Les flms de Xavier Veilhan : « un continuum de mes obsessions »

xavier-veilhan-japon1.jpgInvité à la 20e édition du Festival Côté court à Pantin (93), Xavier Veilhan présentait hier soir 7 films courts : de ses premières animations au court-métrage « Furtivo » qui a obtenu un prix qualité du CNC en 2008.

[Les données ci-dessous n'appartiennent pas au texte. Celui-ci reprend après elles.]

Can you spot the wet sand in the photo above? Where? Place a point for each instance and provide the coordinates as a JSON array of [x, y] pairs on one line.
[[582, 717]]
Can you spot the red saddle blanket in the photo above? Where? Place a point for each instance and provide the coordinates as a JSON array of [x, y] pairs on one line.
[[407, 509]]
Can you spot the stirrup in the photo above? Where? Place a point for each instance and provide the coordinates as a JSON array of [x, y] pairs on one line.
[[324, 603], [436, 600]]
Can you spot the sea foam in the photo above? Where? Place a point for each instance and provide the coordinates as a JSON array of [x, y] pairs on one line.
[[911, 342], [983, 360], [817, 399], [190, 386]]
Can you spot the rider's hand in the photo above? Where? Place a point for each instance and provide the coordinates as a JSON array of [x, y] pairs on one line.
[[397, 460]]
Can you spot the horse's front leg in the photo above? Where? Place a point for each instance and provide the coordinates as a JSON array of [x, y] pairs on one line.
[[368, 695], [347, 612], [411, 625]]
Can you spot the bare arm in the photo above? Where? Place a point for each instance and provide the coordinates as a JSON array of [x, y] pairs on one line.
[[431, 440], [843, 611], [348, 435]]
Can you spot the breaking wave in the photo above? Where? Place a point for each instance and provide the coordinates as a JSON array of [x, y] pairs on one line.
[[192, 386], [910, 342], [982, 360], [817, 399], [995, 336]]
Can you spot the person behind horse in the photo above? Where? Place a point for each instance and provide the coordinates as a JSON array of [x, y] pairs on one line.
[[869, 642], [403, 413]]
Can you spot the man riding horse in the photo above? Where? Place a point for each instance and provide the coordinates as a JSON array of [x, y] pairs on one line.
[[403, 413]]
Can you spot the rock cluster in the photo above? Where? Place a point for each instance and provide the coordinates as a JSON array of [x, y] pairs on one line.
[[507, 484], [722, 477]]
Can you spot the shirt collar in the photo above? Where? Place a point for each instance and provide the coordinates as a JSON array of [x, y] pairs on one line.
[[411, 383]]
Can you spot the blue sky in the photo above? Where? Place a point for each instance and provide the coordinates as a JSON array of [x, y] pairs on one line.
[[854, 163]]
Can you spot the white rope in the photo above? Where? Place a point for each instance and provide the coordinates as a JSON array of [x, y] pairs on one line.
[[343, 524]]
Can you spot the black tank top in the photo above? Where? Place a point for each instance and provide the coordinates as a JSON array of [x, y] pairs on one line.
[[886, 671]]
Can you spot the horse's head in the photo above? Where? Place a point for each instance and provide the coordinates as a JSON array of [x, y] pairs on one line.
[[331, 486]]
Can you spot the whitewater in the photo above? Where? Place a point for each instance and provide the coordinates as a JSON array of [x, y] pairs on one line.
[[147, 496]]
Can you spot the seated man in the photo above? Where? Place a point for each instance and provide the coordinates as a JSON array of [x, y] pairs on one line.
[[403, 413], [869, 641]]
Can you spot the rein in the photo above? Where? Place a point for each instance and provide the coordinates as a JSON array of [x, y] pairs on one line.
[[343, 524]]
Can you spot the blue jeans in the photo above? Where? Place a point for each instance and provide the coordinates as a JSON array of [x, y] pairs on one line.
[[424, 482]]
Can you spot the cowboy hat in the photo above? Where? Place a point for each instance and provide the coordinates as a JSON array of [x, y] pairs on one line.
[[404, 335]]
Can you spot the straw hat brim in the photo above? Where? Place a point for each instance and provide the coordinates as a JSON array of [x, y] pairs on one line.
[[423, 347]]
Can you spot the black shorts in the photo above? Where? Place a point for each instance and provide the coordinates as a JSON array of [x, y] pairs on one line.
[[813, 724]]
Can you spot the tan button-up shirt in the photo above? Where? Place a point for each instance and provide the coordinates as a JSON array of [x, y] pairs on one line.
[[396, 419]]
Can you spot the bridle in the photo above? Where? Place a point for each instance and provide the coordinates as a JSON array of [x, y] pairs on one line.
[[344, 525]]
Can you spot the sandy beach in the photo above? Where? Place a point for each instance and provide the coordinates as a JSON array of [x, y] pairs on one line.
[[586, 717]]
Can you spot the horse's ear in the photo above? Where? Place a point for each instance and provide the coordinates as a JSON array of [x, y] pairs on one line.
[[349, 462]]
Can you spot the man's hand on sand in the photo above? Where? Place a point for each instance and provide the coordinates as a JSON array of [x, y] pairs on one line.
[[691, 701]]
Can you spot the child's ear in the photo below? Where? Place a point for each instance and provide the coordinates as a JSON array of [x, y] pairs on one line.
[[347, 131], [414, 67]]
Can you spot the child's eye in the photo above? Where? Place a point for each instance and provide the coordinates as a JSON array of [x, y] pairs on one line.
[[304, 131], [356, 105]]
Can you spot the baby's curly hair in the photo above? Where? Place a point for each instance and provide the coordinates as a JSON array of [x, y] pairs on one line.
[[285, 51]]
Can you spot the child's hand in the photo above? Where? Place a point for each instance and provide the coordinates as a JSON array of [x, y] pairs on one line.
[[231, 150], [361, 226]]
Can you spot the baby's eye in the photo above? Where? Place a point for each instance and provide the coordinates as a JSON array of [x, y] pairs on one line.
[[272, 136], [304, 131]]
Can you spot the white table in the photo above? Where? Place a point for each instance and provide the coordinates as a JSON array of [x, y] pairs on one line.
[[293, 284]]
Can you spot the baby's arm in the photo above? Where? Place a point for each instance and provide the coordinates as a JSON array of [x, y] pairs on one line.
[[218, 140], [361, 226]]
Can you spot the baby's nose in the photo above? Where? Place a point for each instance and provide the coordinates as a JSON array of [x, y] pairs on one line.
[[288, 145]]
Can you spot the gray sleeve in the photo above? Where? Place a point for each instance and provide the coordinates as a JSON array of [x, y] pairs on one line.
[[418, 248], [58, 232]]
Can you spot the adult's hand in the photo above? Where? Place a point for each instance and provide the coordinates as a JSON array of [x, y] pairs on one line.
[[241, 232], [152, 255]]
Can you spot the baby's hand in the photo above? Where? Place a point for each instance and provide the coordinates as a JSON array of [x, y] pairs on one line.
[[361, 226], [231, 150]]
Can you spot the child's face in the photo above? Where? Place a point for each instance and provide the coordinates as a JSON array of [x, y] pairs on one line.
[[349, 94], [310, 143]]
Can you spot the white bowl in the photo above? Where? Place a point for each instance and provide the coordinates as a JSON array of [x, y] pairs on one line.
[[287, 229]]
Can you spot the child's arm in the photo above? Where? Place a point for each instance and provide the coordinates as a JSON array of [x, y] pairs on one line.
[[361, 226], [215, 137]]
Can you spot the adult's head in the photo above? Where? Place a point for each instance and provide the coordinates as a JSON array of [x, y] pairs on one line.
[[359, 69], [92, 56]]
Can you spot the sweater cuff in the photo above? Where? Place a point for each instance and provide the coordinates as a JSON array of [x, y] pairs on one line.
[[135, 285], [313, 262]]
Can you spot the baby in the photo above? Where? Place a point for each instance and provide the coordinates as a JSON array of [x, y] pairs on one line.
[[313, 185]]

Plongée dans l’univers esthétique de l’artiste. « J’ai voulu retranscrire ce que l’on ressent, par exemple, quand on visionne les petites vidéos de démonstration des magasins de bricolage : tout semble fonctionner à merveille, sans que l’on sache vraiment comment ça marche ». Un décalage entre humour et onirisme. « C’est une vision dynamique du monde, a expliqué Xavier Veilhan aux festivaliers venus nombreux découvrir cet artiste qui a enchanté le château de Versailles par ses installations en 2009. Nous vivons dans un système en constant déséquilibre. Le réel est une chute permanente. On tombe sans jamais toucher quelque chose. »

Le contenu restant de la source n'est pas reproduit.